Sister Maria Gomez Valbuena, 80, is accused of stealing a mother's newborn daughter at a Madrid hospital in 1982.

Appearing before a judge on Thursday, Sister Maria refused to testify.

Thousands of babies are thought to have been taken from parents in hospitals and given to other families during the Franco dictatorship and later.

The alleged thefts are thought to have started in the 1936-39 Civil War. Some cases are believed to happened as late as the 1990s.

The practice is believed to have been motivated by a desire to remove children from "undesirable" left-wing parents and give them to "approved" right-wing families.

The Spanish authorities have investigated hundreds of complaints related to the events. Many parents say they were told by hospital staff that their babies had died during or after childbirth.

Many cases have been dismissed for lack of evidence.

Jeered

Clad in the habit of her Sisters of Charity order, Sister Maria was jeered as she was escorted out of court in Madrid.

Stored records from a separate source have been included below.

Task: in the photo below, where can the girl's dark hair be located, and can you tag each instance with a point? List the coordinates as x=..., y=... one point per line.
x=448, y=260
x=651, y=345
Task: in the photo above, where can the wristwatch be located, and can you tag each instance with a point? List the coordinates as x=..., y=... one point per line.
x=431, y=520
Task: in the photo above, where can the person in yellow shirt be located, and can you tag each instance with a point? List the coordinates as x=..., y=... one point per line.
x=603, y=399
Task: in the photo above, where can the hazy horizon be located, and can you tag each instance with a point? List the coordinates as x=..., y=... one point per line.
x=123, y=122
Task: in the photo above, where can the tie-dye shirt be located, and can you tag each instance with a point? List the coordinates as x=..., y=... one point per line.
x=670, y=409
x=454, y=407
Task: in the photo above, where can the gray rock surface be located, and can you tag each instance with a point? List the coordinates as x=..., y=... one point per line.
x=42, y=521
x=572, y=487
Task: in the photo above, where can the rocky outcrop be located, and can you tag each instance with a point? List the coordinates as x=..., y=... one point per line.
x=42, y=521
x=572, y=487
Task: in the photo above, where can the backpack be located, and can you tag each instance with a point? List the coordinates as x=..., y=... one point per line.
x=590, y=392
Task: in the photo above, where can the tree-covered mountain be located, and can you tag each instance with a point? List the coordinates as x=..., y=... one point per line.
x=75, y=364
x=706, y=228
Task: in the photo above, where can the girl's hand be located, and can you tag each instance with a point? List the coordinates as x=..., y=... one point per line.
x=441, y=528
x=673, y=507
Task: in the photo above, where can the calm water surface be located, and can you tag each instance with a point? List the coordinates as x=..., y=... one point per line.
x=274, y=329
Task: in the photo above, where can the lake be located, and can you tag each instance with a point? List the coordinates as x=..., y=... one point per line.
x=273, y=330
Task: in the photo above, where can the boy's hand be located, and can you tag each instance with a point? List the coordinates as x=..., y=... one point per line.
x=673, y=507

The mother in Sister Maria's case, Maria Luisa Torres, says the nun took away her baby girl soon after she gave birth in the Santa Cristina hospital, where Sister Maria worked.

Ms Torres has told the court that when she asked Sister Maria where the missing baby had gone, the nun threatened to take away another daughter and have Ms Torres jailed for adultery.

Ms Torres was reunited with her daughter, Pilar, last year.

The formal charges Sister Maria faces in relation to the case are false imprisonment and forgery.